Bottom line: Applying CBD oil topically isn’t likely to have a profound effect, but it may help address mild discomfort in specific areas of your body.
We’ve covered the factors that determine how long it takes for CBD to work, but what about how long it takes to get CBD out of your system? Again, it depends on many of the aforementioned factors that determine the effectiveness of the cannabinoid itself.
CBD patches deliver a long-lasting dose very efficiently. Photo by: Shutterstock
The way CBD interacts with and leaves your body depends on several factors that vary from person to person.
For those worried about THC showing up in their system, look for broad-spectrum oil or products that contain pure CBD isolate. Broad-spectrum oil, as opposed to full-spectrum oil, is refined to exclude the trace amounts of THC that may have been present in the hemp plant. Products with CBD isolate contain no THC or other plant-based cannabinoids. To find high-quality CBD, search for products that come with a certificate of analysis from a third-party testing lab to ensure that the information listed on the product label is accurate. Be careful not to confuse hemp seed oil or hemp oil, which seldom contain any CBD at all, with CBD oil. These products will provide a hearty dose of omega-3 fatty acids, but they won’t provide any potential pain-relieving or anti-anxiety effects.
It depends on how you consume it. For the quickest potential anxiety relief, smoke high-CBD hemp flower, vape a CBD oil vape, or administer CBD sublingually, taking care to rub it in.
CBD also interacts with other receptor proteins not directly related to the ECS, such as the serotonin receptor 5-HT1A and vanilloid receptor TRPV1. Any potential anti-inflammatory and pain-relieving properties of CBD could stem from the activation of these additional biological pathways.
According to the investigators, men provided 300 mg of CBD exhibited less anxiety than those given a placebo. Interestingly, those provided 100 mg or 600 mg of CBD oil did not.
Here is just some of what the current evidence says.
To determine an exact dose of CBD, remember that each drop of oil equals 0.05 mL of fluid. This means that a 30-mL bottle of CBD oil will have roughly 600 drops. If the concentration of the tincture is 1,500 mg/mL, one drop would contain 2.5 mg of CBD (1,500 mg ÷ 600 drops = 2.5 mg).
Human studies evaluating the use of CBD in treating chronic pain are lacking. Those that do exist almost invariably include THC, making it difficult to isolate CBD’s distinct effects.
However, the effect of CBD on each addiction type was often very different. With opioid addiction, for example, CBD showed little effect in minimizing withdrawal symptoms in the absence of THC. By contrast, CBD on its own appeared effective in minimizing drug-seeking behaviors in users of cocaine, methamphetamine, and other psychostimulant drugs.
Will these trends change your life — or
Cannabis containing 0.3 percent or less of THC is hemp. Although last year’s Farm Bill legalized hemp under federal law, it also preserved the Food and Drug Administration’s oversight of products derived from cannabis.
Is This A Scam?
Some CBD products may contain unwanted surprises. Forensic toxicologists at Virginia Commonwealth University examined nine e-liquids advertised as being 100 percent natural CBD extracts. They found one with dextromethorphan, or DXM, used in over-the counter cough medications and considered addictive when abused; and four with a synthetic cannabinoid, sometimes called Spice, that can cause anxiety, psychosis, tachycardia and death, according to a study last year in Forensic Science International.
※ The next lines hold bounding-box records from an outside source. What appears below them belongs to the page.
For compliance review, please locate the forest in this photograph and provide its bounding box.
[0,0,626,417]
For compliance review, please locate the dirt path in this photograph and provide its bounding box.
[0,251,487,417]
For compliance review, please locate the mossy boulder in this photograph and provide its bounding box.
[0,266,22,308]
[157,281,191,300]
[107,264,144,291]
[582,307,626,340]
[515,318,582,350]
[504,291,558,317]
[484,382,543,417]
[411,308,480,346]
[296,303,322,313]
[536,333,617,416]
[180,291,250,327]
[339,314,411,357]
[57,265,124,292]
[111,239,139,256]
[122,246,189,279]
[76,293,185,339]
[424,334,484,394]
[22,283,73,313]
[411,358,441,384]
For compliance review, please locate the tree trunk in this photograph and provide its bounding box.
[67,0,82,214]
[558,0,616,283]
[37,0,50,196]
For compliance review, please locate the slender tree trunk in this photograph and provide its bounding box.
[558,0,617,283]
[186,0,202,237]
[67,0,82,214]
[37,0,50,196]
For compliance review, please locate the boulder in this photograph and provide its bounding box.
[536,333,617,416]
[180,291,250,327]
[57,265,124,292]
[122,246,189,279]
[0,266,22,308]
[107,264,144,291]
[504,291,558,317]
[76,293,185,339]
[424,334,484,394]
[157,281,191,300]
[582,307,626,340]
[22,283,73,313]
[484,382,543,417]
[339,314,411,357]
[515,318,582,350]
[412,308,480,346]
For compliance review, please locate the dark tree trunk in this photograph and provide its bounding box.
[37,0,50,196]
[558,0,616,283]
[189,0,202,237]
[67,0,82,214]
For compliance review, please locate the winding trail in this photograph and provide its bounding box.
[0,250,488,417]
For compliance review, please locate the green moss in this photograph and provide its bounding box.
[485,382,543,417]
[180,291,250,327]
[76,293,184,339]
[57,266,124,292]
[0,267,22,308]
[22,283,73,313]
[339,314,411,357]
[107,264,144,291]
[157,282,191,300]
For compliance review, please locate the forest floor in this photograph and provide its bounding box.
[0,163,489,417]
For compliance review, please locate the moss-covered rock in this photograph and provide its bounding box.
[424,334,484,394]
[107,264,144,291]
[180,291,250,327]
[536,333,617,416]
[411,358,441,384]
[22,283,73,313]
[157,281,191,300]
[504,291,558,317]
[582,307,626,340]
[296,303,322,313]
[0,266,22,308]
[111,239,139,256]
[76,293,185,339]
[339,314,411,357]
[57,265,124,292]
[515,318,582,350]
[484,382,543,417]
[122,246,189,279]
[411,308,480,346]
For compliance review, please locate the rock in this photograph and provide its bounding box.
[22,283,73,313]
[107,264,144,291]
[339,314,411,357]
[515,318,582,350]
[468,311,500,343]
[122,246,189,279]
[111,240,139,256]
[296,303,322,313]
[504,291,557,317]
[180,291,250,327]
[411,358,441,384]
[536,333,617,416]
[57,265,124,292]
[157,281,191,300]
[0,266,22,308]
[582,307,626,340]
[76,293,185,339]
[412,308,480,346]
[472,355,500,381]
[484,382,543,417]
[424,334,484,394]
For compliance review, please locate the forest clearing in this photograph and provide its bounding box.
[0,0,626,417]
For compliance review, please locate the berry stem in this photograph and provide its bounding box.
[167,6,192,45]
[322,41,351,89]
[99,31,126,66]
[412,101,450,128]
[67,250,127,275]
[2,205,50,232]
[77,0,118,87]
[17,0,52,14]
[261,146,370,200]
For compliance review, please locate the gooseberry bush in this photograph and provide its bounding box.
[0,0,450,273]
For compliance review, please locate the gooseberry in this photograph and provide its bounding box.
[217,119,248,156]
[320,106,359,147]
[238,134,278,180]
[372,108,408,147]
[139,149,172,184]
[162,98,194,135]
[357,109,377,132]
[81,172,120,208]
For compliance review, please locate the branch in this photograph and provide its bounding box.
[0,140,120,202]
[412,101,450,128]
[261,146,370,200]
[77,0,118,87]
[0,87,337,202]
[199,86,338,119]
While there is hope for treating other conditions with the plant extract, Epidiolex remains the only CBD-derived drug approved by the F.D.A. Most of the research on cannabidiol has been in animals, and its current popularity has outpaced science. “We don’t have the 101 course on CBD quite figured out yet,” said Ryan Vandrey, an associate professor of psychiatry and behavioral sciences at Johns Hopkins University School of Medicine.
“It’s promising in a lot of different therapeutic avenues because it’s relatively safe,” said James MacKillop, co-director of McMaster University’s Michael G. DeGroote Center for Medicinal Cannabis Research in Hamilton, Ontario.